Abstract

Colonial administration, as every other administration, was built on the production and management of numbers: export figures (to assess the economic performance of each colony); population estimates, often falsely labeled “censuses” (to establish each colony's capacity to pay the head tax); school enrollment statistics (to establish budgets and document the road to “civilization”). French colonialism was probably one of the more centralized and number-producing systems. The regional (e.g., Dakar) and central (Paris) capitals were always requesting data for budgeting or simply for monitoring the evolution of each component of the empire.In the field of population statistics, before 1945 the process yielded very few reliable data, though a more systematic examination is required to be sure. Historically this can be explained by the evolution both of data collection and training in statistics in France during the first half of the twentieth century.
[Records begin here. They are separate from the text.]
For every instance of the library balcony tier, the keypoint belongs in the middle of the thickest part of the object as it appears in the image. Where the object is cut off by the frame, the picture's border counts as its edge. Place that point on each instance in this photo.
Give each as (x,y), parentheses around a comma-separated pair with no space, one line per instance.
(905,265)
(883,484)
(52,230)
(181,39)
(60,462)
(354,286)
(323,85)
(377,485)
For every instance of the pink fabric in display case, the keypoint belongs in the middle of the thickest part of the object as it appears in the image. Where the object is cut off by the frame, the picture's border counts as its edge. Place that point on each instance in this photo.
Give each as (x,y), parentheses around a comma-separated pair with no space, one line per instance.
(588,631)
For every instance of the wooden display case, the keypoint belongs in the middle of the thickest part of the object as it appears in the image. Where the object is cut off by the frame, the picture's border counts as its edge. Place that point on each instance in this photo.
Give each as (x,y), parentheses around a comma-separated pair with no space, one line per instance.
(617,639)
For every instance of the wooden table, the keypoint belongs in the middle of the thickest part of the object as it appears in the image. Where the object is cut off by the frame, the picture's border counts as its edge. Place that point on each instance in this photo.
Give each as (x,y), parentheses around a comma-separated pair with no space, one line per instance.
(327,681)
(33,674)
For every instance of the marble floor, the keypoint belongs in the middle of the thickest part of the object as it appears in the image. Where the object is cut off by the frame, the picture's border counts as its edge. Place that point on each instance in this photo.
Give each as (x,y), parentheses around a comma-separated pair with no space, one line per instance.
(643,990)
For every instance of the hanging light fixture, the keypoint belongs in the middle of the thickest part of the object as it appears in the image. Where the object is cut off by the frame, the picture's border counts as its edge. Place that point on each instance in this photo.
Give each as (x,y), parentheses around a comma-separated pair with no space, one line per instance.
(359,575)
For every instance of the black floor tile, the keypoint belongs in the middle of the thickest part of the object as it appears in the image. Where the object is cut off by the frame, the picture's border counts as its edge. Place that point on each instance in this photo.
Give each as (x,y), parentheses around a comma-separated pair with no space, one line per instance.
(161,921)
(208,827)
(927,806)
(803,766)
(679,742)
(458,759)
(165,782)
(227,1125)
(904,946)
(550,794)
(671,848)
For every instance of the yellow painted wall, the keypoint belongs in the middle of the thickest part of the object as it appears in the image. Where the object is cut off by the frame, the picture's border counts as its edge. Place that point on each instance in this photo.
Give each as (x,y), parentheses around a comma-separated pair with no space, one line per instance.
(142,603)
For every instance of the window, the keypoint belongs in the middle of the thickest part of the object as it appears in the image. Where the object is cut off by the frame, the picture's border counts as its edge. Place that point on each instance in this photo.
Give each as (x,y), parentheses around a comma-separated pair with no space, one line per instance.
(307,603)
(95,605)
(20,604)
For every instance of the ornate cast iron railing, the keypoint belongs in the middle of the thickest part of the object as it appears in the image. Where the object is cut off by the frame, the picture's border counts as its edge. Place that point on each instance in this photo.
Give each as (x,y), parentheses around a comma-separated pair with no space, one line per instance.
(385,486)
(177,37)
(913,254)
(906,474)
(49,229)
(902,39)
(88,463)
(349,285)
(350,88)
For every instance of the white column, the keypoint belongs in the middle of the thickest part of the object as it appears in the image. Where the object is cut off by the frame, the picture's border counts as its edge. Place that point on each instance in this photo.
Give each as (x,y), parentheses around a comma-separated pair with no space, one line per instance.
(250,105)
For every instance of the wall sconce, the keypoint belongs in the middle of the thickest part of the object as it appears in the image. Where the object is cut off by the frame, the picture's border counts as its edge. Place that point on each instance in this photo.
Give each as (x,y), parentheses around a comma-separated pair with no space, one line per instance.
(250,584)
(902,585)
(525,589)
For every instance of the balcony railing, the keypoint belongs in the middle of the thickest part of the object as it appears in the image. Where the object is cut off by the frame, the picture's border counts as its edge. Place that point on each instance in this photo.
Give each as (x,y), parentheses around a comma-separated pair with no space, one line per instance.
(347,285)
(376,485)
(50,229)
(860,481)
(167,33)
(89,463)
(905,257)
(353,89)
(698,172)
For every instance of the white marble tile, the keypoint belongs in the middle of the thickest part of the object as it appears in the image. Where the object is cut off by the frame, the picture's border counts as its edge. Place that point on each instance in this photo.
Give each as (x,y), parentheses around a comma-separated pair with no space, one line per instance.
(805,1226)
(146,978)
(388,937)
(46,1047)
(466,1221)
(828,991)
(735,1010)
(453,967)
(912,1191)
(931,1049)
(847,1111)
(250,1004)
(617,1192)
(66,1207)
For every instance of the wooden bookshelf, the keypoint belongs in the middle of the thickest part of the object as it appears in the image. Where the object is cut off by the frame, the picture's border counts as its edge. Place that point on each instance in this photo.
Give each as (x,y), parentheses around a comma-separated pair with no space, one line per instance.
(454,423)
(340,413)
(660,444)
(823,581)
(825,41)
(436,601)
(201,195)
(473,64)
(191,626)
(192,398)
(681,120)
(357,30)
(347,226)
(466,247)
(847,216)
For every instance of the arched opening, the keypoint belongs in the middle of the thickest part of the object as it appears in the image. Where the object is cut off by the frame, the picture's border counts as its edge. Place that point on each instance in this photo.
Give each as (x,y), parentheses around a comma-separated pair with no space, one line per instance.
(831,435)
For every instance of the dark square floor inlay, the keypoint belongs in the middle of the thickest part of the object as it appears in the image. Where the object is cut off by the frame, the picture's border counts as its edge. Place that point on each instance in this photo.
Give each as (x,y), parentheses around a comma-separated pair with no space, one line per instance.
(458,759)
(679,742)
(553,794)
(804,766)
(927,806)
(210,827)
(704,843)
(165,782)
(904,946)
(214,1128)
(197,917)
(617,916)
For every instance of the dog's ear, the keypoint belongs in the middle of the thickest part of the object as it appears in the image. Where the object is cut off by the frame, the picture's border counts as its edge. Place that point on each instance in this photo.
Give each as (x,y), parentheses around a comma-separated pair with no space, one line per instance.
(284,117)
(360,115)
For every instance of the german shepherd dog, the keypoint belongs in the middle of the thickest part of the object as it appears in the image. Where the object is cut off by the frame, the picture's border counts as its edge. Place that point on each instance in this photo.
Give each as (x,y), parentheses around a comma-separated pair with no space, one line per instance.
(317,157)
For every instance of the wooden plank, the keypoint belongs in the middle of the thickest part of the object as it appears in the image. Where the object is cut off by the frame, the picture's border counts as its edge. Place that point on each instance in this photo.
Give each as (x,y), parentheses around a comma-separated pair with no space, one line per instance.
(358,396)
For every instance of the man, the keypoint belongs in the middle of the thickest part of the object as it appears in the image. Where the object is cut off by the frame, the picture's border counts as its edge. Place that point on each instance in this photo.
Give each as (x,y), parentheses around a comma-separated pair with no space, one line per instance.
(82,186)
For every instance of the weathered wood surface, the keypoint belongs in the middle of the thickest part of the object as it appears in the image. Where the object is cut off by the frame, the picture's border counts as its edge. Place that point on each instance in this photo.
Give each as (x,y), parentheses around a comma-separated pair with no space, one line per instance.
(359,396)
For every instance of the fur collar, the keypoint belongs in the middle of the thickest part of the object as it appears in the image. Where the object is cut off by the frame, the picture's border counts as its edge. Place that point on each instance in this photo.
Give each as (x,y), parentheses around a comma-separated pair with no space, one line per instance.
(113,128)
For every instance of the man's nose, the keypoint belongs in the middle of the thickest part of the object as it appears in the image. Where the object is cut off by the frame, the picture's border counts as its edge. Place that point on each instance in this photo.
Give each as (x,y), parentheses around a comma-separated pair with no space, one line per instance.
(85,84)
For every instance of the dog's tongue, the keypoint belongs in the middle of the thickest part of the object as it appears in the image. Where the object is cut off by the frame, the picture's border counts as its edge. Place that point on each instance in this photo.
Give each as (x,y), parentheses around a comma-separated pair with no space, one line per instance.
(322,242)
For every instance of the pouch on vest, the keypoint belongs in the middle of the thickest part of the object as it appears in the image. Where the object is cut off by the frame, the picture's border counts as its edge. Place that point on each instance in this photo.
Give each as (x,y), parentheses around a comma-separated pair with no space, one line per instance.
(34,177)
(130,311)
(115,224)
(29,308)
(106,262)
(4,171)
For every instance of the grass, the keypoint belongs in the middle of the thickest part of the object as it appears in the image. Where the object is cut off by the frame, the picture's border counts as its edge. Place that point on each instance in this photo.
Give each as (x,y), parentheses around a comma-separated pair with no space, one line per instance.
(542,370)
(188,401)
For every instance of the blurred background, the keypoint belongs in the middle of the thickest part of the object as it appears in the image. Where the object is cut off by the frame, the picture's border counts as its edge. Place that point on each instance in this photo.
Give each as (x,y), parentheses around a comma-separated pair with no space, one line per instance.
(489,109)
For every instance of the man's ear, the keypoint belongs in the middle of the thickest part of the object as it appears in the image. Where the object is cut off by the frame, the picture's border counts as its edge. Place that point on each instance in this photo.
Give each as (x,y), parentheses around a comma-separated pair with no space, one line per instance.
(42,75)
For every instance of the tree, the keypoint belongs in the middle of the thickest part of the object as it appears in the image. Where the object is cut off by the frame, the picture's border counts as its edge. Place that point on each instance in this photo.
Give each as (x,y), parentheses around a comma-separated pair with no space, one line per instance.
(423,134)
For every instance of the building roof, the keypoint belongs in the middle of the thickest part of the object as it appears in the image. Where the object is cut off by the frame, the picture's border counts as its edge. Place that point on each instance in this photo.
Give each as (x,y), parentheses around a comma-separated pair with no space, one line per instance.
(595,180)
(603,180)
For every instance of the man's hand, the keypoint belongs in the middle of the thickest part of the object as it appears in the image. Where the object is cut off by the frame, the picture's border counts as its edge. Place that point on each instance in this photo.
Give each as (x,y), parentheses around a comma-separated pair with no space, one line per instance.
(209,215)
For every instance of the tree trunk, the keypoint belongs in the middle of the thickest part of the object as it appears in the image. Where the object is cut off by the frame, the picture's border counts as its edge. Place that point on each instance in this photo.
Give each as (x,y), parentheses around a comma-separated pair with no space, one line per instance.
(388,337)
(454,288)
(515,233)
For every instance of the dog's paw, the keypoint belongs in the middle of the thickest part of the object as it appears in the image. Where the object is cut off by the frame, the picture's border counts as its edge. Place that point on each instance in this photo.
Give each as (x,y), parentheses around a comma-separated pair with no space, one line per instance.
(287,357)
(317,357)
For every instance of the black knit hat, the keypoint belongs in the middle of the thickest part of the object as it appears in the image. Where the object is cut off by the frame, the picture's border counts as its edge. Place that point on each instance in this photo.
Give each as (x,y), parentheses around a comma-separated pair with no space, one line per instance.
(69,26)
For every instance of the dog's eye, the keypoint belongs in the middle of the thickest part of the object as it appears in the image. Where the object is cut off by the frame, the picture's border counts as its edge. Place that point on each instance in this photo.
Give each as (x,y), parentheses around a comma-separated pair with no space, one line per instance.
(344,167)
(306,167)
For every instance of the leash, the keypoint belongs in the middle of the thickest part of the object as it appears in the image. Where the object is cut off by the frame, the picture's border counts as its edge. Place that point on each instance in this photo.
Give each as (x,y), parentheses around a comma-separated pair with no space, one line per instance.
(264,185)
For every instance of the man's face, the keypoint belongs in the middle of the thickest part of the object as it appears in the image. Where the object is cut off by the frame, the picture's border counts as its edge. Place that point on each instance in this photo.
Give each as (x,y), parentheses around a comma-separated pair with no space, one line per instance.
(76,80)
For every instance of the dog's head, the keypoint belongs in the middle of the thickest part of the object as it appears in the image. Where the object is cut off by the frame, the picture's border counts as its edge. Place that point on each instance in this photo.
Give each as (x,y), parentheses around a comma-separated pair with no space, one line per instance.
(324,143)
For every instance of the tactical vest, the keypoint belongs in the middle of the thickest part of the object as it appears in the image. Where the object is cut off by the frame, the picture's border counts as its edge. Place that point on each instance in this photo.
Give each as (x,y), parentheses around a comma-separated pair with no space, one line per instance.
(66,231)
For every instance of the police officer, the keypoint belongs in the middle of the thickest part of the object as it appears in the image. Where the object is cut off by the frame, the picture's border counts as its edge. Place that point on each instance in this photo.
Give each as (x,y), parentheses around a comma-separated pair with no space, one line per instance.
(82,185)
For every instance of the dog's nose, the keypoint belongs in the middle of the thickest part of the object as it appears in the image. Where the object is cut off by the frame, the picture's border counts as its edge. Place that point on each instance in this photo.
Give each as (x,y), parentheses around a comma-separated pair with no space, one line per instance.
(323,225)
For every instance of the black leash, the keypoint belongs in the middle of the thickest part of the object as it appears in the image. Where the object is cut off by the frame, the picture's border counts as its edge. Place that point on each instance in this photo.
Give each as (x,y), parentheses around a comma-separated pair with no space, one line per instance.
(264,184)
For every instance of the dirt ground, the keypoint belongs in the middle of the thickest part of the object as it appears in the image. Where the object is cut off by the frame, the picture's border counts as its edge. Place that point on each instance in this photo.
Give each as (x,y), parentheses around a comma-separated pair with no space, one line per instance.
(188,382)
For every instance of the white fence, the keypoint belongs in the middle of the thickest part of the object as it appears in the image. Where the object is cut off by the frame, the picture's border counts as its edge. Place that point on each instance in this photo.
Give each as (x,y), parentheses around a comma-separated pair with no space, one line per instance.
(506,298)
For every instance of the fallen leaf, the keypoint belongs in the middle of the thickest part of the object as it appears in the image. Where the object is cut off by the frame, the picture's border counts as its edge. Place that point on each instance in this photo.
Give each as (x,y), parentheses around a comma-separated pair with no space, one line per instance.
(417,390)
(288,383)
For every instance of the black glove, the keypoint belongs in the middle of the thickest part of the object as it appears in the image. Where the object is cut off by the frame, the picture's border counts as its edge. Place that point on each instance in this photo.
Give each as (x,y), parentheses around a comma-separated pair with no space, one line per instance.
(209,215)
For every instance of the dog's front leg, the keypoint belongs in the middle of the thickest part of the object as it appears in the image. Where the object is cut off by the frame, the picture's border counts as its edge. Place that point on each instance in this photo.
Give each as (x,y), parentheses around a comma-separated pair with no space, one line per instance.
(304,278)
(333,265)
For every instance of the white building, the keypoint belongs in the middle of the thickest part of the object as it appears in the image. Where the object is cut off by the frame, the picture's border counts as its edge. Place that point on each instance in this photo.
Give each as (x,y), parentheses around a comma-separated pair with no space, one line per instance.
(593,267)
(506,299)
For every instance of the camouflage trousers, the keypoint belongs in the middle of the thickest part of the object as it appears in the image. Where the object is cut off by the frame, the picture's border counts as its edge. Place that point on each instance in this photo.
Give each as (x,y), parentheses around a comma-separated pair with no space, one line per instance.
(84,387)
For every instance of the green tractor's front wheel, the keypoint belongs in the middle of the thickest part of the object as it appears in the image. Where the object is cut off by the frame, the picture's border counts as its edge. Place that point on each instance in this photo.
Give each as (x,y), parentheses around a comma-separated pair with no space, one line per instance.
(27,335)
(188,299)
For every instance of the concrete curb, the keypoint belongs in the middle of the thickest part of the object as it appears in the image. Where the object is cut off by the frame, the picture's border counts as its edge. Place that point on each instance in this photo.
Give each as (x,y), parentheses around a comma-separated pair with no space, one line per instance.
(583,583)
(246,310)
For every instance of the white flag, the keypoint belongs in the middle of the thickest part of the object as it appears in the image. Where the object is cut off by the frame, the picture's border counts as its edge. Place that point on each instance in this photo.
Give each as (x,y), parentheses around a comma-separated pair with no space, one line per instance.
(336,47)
The situation was well documented in the first decades of the century by Fernand Faure, a prominent member of the Société de Statistique de Paris, who noted that training in statistics was not very popular in the French civil service because no specific demand was made by higher levels of administrative or political power. Nevertheless, the Société and individuals in the Statistique Générale de France did succeed in pressing for the creation in 1922 of the Institut Supérieur de Statistique de l'Université de Paris (ISUP), but the lack of means at the institute made it virtually impossible for it to meet its training objectives.